Stunning Natural Reserves
We are very fortunate to have a wide variety of natural reserves within the Frankston municipality, providing a diversity of habitats not only for indigenous wildlife but for our international visitors, the migratory birds. A reserve is also a precious place for people, where we can escape the stresses of modern life and enjoy the peace and tranquillity of nature. They are priceless places of recreation and inspiration for the local community.
Of particular pride to the community is the Frankston Foreshore. This area has been recognised as the state’s cleanest and friendliest beach, winning the Keep Australia Beautiful Victoria’s Clean Beach Challenge. All the other reserves provide active and passive recreation opportunities in wetland, foreshore or natural bushland settings for the whole community to enjoy.

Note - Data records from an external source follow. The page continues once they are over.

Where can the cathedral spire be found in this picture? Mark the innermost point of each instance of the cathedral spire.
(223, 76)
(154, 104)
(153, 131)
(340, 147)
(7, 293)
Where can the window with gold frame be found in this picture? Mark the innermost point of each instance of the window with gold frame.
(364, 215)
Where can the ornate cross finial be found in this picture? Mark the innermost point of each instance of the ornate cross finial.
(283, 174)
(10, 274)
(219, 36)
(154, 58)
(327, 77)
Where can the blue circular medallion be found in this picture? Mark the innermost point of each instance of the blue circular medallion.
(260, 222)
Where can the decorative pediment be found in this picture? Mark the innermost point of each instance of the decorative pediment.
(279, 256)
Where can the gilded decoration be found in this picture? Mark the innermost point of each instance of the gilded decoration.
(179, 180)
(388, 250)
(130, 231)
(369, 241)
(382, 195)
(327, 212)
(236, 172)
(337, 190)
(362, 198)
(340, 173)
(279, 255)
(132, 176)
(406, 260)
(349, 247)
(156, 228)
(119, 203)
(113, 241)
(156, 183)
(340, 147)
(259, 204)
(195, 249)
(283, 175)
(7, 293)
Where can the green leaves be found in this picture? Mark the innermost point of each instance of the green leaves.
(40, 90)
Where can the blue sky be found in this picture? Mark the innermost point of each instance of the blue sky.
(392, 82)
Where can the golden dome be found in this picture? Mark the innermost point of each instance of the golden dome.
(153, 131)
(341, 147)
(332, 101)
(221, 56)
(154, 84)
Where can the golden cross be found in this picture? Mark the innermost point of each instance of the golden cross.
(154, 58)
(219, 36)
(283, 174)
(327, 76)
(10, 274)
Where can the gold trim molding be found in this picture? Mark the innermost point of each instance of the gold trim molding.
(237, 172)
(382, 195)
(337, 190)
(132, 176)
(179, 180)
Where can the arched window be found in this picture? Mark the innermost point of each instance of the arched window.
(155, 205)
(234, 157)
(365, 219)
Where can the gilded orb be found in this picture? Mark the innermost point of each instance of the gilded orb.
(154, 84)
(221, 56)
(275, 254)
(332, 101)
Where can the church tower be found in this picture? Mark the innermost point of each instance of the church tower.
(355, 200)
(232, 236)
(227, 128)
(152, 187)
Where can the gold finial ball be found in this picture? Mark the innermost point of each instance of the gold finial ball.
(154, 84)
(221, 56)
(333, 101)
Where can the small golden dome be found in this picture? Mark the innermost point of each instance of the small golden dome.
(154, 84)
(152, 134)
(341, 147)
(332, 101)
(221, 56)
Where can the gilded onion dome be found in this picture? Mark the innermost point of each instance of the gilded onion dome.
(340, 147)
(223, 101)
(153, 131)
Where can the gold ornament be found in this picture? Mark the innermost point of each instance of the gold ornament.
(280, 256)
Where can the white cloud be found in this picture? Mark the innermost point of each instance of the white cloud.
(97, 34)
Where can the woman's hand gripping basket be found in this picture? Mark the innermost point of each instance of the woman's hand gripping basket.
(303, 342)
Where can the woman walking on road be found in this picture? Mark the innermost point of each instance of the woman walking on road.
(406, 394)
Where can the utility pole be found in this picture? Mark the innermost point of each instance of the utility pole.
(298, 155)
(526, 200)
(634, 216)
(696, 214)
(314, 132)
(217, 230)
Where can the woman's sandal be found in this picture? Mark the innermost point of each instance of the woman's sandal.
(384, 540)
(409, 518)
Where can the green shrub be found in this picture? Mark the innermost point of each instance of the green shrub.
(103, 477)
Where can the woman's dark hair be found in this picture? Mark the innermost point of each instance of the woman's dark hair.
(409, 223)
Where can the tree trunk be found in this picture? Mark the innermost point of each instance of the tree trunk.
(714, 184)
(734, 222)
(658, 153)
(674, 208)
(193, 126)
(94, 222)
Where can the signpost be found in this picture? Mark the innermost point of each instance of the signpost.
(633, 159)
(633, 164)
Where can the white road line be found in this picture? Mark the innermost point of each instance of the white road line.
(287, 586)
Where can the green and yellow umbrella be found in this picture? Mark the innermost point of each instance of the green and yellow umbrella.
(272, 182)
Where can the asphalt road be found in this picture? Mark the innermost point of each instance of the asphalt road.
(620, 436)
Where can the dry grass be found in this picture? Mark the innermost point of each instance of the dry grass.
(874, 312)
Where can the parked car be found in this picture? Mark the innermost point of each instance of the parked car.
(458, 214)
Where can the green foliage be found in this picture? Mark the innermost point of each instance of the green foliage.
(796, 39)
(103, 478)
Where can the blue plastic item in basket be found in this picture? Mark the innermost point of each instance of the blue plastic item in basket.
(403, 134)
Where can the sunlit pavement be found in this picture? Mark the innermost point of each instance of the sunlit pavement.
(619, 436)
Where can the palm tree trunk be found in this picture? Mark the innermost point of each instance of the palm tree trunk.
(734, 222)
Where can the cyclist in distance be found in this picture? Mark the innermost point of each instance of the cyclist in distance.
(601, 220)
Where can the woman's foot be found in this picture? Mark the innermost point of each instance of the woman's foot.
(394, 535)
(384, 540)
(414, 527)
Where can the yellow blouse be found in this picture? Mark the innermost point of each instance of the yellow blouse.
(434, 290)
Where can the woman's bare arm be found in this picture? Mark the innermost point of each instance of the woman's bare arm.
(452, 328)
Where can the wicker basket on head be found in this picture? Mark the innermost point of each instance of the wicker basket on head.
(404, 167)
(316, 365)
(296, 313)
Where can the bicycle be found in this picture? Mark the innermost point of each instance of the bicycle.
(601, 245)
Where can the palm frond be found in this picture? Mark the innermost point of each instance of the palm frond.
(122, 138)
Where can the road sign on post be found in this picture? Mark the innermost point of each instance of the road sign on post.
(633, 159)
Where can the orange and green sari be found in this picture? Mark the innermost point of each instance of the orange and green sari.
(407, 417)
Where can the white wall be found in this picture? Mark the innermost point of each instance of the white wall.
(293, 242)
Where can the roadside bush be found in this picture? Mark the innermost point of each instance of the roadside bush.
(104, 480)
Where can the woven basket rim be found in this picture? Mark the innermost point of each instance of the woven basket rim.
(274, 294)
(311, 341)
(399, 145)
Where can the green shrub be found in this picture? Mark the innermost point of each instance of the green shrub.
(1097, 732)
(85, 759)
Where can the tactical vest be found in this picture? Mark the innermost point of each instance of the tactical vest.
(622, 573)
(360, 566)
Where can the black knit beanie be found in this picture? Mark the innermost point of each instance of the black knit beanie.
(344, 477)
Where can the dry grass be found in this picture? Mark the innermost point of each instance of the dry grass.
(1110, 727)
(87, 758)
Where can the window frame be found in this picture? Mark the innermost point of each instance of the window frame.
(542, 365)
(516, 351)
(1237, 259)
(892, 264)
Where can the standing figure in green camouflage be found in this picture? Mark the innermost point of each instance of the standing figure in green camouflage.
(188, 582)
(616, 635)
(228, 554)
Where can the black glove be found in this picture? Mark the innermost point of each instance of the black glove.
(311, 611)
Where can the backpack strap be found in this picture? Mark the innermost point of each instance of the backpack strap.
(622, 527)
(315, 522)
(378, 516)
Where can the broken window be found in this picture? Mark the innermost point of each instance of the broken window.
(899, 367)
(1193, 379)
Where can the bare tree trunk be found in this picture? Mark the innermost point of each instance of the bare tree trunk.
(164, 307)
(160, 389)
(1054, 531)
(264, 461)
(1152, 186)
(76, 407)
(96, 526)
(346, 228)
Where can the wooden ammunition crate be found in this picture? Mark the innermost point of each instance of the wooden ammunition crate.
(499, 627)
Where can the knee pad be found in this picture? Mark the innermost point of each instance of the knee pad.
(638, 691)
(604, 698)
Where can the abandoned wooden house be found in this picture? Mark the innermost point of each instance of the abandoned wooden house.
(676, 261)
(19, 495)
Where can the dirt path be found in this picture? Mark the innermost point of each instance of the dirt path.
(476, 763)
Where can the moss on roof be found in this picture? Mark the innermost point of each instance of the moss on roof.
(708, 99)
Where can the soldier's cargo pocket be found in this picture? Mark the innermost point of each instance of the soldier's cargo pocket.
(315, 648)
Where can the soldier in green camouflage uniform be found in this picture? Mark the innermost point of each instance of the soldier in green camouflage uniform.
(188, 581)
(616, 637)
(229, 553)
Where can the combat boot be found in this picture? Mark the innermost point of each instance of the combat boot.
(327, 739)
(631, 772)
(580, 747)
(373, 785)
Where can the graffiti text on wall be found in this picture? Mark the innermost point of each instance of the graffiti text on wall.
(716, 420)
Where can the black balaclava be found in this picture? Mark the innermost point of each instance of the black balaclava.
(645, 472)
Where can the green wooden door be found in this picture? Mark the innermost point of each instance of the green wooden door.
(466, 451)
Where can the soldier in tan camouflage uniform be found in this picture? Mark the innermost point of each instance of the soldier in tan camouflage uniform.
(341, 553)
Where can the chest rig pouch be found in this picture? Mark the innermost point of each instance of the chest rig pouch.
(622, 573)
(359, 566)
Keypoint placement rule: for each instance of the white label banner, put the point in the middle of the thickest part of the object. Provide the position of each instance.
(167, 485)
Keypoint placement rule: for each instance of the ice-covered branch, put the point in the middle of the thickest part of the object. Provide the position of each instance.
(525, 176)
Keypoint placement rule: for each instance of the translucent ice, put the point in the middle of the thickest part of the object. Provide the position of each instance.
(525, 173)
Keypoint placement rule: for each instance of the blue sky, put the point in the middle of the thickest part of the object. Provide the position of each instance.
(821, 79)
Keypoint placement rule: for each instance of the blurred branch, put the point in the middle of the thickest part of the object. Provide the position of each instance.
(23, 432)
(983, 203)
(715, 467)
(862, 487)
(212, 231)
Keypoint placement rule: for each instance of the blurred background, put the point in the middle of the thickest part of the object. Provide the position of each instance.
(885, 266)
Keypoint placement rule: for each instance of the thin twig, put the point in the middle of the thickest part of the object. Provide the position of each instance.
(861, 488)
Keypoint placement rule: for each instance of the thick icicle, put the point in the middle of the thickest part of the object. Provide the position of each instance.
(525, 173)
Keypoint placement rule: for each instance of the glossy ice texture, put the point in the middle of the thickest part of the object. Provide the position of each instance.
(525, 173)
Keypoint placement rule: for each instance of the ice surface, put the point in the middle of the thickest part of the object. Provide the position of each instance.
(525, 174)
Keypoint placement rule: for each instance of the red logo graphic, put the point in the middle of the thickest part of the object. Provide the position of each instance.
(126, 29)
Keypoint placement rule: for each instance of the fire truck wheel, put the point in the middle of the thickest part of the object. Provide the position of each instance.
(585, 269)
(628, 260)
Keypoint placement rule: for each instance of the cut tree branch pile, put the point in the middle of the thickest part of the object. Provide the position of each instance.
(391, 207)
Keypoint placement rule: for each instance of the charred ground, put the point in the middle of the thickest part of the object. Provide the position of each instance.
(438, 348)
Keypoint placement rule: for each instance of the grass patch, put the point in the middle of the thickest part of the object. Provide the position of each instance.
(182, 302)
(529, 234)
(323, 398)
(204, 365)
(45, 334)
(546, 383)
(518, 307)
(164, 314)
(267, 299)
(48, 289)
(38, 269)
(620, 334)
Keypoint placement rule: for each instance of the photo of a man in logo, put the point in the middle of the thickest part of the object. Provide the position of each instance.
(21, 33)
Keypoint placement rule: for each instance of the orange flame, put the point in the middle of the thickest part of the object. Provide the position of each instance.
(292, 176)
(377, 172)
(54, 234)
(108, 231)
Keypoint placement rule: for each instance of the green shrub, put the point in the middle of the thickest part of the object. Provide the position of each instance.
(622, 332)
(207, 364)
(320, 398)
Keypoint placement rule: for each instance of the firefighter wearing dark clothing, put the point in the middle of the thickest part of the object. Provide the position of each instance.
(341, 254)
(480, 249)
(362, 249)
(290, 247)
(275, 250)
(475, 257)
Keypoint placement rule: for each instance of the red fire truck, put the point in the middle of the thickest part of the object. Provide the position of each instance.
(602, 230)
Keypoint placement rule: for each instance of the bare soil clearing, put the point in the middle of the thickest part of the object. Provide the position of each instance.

Natural reserves which are excellent wildlife habitats are protected by international agreements or government policies. Seaford Wetlands is protected by an international Ramsar agreement in order to provide a safe habitat for migratory water birds. Our two largest reserves, Langwarrin and Pines Flora and Fauna Reserves are managed by Parks Victoria to protect all of the indigenous plant and animal species. Our creek reserves at Kananook Creek, Boggy Creek, Lower Sweetwater Creek Reserve and Upper Sweetwater Creek Reserve are excellent habitats while also providing natural corridors allowing wildlife to travel between habitats.
Vegetation in the reserves ranges from almost pristine to somewhat disturbed, needing assistance to return to a more natural state. Studio Park Reserve and Bunarong Park Reserve are examples of bushland of high natural value which is relatively untouched. The best Coast Banksia Woodland near Melbourne is located at Seaford Foreshore Reserve, while Paratea Reserve has an excellent example of grassland indigenous to the region. Restoration work in very disturbed sites such as Tangenong Creek Reserve and Belvedere Bushland Reserve is providing improved habitats for native animals.